The cause of the death is yet to be confirmed by the World Health Organisation (WHO).
Meanwhile in Turkey an 11-year-old girl has reportedly died of suspected bird flu, while in neighbouring Iraq, the panic is spreading after a girl who died on Tuesday has been tested for the virus.
The 14-year-old girl who died of a fever lived in the Kurdish region close to Turkish and Iranian borders, near a lake which is a destination for migratory birds flying south from Turkey.
According to the World Bank, a pandemic lasting a year could cost the global economy up to $800 billion.
Should the H5N1 avian flu virus mutate and become able to transfer amongst humans, millions could die worldwide.
The EU Health Commissioner Markos Kyprianou has said the fund raising is not about charity but about self defence.
He says that of the $1.9 billion promised, around $900 million would be in the form of loans, and the rest in grants.
To date the H5N1 virus has killed a reported 79 people in six countries since late 2003, and infected at least 150 others.
The virus remains primarily a disease caught from close contact with sick birds.
Turkey latest suspected victim, who apparently died on the way to a hospital, lived in the eastern city of Erzurum.
Four children from another village in eastern Turkey have already died as the disease sweeps towards the gates of Europe and the Middle East.
According to a senior official at the U.N. Food and Agriculture Organisation (FAO) rumours of bird deaths in northern Syria are being investigated.
The money pledged at the conference in Beijing is intended to be used in poor countries to augment their ability to detect and eradicate the virus which is endemic in poultry in large parts of Asia.

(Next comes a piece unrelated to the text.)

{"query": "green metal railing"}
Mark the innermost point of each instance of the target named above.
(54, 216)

The U.S. has pledged $334 million, which will be given mainly in the form of grants and technical assistance, while the total EU pledge is nearly $250 million.
Secretary-General of the U.N., Kofi Annan told the conference, the amount asked for is small compared to the cost of a pandemic which we are ill-prepared for.
Jim Adams the World Bank Vice President says it is acknowledged that if dealt with promptly, bird flu could be managed.
Of the money, he says more than half the $1.9 billion was in new commitments, not mentioned in previous aid programmes.
Dominique de Villepin the French Prime Minister has urged Europe to set up a rapid reaction group to tackle bird flu, with experts always available, ready to move without delay to new focal points.
However analysts are already saying that useful though the Beijing conference was, pledges must be converted into action.
Michael Richardson, senior research fellow of the Institute of Southeast Asian Studies in Singapore, says even given 6 months grace, the question remains how quickly can people be trained and clinics and facilities established.